El niño se cambió de casa junto a sus papás e instaló su cama en la mitad de la biblioteca. Ya en la mañana temprano tomaba algún libro y lo leía. A los diez días llevaba un montón de libros leídos. Pasó que el día once, al despertarse, tomó un libro grueso, más grande de lo normal y comenzó a hacer lo que hacía siempre. Esta vez, mientras leía, comenzó a escuchar las palabras que iba leyendo.

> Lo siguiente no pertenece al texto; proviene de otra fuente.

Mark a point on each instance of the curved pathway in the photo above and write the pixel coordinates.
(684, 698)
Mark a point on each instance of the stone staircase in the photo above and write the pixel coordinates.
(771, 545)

Incluso sentía susurros dentro de los cuentos. “Susurros”, pensó Gabriel, “Nunca había entendido bien lo que eran lo susurros, esas vocecitas tranquilas, suaves y amables, ese viento.” De repente creyó reconocer su propia voz en el libro a medida que leía y le encantó la idea. Era él, su voz estaba metida adentro de ese libro y él la podía escuchar cada vez que pronunciaba una palabra en su mente. Cuando hubo llegado a la mitad del libro, encontró en un papel suelto la poesía favorita de la bruja Eme y se propuso recitarla. Se paró arriba de su cama y habló. Se escuchó como no había podido hacerlo durante sus siete años de vida. Estaba curado, escuchaba hasta cómo crujía el mueble que sostenía los libros. Se puso tan feliz que fue rápido a decirle la noticia a su padres y, mientras corría, le agradecía como antes en su mente, sin voz, a la bruja Eme.